WHY ARE WE HERE?

13 years’ ago while on a 3-week work assignment with the United Nations in Nairobi, Kenya, I walked into Mama Ngina children’s home; and my life changed forever. As I entered the nursery, a bubbly one year old boy, gripping the side of his crib, called out to me.  I was magnetically drawn to him, and when he lay contentedly in my arms , it felt like a homecoming.  He was the essence of calm, self-possession, and solidity – powerfully evocative of my father who had recently passed.  It was here that I would fulfill my yearning to be a mother. The Home assured me that he was healthy; but I went through a more formal medical evaluation, preliminary to the adoption process.  And the eventual news that he had sickle cell disease punctured my new, joyous reality.

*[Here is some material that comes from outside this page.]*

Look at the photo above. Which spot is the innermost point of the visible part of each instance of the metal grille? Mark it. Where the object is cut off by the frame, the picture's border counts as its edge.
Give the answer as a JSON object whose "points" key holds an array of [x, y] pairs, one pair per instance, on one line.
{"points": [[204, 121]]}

Sickle cell disease is the most common genetic disorder in the world; present on four continents.   As you may know, it is prevalent among Africans and the African diaspora - in particular, the USA, Brazil, and the Caribbean. 1 in 12 African Americans carries the trait; 1 in 500 Americans has the disease. The disease results from both parents carrying the trait. It is a disease of the red blood cells which shortens their life span and alters them to the sickle shape. Because sickle shaped red blood cells can block blood flow, oxygen is not delivered to vital organs in many parts of the body, and a number of complications can result including stroke, and a high rate of infections.  Patients suffer excruciating pain attacks, known as sickle cell pain crises which are indescribable and only respond to narcotic pain killers.  Early diagnosis is critical to saving life – since only then can the interventions be introduced without which the infants’ systems are vulnerable to deathly complications

“Shikuri – braving blood draws during admission for sickle cell pain crisis during 10-day admission at NY Presbyterian,  May 2015 in New York”

“Shikuri – braving blood draws during admission for sickle cell pain crisis during 10-day admission at NY Presbyterian,  May 2015 in New York”

 I was catapulted into this new reality.   Despite everything, I became gradually convinced that I would be responding to a higher imperative by providing him a mother’s loving care and home.  It was the defining decision of my life:  We gave each other the gift of family. Over the past 13 years, as many of you know, my son has fought several medical battles and pain bouts but thanks to developments in medical care and a vigilant mom, his prognosis is good; and he can now be a normal, exasperating teenager. After taking a work sabbatical in December 2013,  I threw my energies into exploring whether there was now an early diagnosis program in Kenya and if the health status of children with sickle cell had improved . I was unprepared for the grimstatistics on children with SCD in Kenya and indeed much of Sub Saharan Africa (SSA) . In the regions where it is prevalent the World Health Organization estimates  that 80-90 % die before the age 5 due to the lack of viable medical care and diagnosis.   Despite having been declared a public health priority in Sub Saharan Africa by WHO, most countries , do not have dedicated health delivery systems for it. Having experienced first hand my son’s pain and anguish, I was galvanized into action to try to make a difference to children beyond help’s reach.

Thus was founded the Shikuri project, named after my son, as a Charitable Trust to give children with sickle cell disease, in underserved communities, in Kenya and eventually other parts of Africa, the health care to survive.